話したら、榛名くんも大切な事を話してくれかもしれない。そんな、思惑もあって。
嫌われるかもしれない。そんな不安ももちろんあった。
でも、榛名くんが聞くと言ってくれたから、私はゆっくりと言葉を紡ぎ出す。物語を聞かせるように。
これは、昔々のお話です。
あるところに、とても仲の良い男の子と女の子がいました。
「好きだ」
その日、孝介が私に好きと言ってくれた。私が小学五年生のときのことで、孝介は四年生だった。
孝介の一番は私で、私の一番は孝介で、その告白は、当然だったし、私は幸せで、とても満足感を覚えた。
そして、その翌日のこと。孝介のグローブが盗まれた。
盗んだのはうちのクラスの女の子。彼女は私の親友で、彼女は孝介が好きだった。好きだったから欲しくなったらしい。とても後悔していたから、私はその子も大切だったので、代わりに犯人になってあげることにした。
偽善者で馬鹿だったのだ。私は。
そして、孝介が私を嫌いになった。
なのに、犯人を先生に報告せず、グローブは家で見つかったと嘘をついた孝介は、一体何を考えていたんだろう。私にはわからなかった。

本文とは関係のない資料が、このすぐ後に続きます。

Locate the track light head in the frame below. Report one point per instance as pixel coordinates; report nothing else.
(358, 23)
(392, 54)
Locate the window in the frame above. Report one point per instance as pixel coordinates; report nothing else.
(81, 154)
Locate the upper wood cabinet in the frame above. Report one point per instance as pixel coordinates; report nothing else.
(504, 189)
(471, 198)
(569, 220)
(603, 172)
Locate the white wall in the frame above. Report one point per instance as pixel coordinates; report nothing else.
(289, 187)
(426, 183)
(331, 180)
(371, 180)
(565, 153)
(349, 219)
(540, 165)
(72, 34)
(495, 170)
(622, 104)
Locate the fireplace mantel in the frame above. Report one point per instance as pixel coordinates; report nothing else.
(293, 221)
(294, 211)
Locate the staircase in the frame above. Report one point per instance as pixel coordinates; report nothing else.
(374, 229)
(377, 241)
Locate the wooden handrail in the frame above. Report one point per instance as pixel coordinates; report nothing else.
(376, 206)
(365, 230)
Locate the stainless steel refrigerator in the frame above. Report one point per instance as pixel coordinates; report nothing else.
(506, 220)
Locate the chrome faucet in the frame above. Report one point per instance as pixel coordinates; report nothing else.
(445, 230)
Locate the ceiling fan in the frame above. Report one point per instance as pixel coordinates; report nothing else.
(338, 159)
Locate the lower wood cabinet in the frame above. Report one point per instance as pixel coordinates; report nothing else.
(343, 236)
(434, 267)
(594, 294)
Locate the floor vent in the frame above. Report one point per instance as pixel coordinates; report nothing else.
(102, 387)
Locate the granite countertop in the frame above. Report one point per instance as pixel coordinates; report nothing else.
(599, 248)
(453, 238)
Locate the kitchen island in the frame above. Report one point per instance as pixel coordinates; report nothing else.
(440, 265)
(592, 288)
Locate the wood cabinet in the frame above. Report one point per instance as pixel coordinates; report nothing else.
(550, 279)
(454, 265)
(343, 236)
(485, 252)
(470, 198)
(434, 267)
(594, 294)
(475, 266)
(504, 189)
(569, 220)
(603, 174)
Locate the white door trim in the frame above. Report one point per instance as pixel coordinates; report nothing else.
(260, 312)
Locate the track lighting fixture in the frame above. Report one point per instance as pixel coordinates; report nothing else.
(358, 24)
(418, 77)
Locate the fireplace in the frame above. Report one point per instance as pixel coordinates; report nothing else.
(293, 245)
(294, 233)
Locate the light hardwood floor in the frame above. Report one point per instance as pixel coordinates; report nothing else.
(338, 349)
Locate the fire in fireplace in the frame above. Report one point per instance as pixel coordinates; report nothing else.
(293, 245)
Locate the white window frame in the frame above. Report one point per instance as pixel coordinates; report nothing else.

暫くして、私は自分で罪をかぶった癖に、孝介と何食わぬ顔で仲良しを続けている彼女に腹が立った。だから階段から彼女を突き落とした。
これが冗談なら良かったんだけど。
それの犯人は明らかに私だったから、避けられて独りになって、私は、お母さんが周りから変な目で見られるようになってしまったので、悪いことをしたなあ、と思ったりした。
孝介もこれに乗じてグローブの件も五年生の野村さんがやったとか言えば良かったのに、それでも孝介は何も言わなくて。私はだから、全部良くわからなくなって、嫌がらせに孝介にキスをした。
ああ、いや、違うか。嫌がらせじゃなくて、私は良くわからないのが嫌だったから、確実に孝介に嫌われようとしたんだ。多分。
で、孝介に突き飛ばされて花壇の角で頭を打って、記憶が飛んだ。都合の良いことすら覚えておらず。
病院で目が覚めた私に、嘘を教えたのは、孝介だった。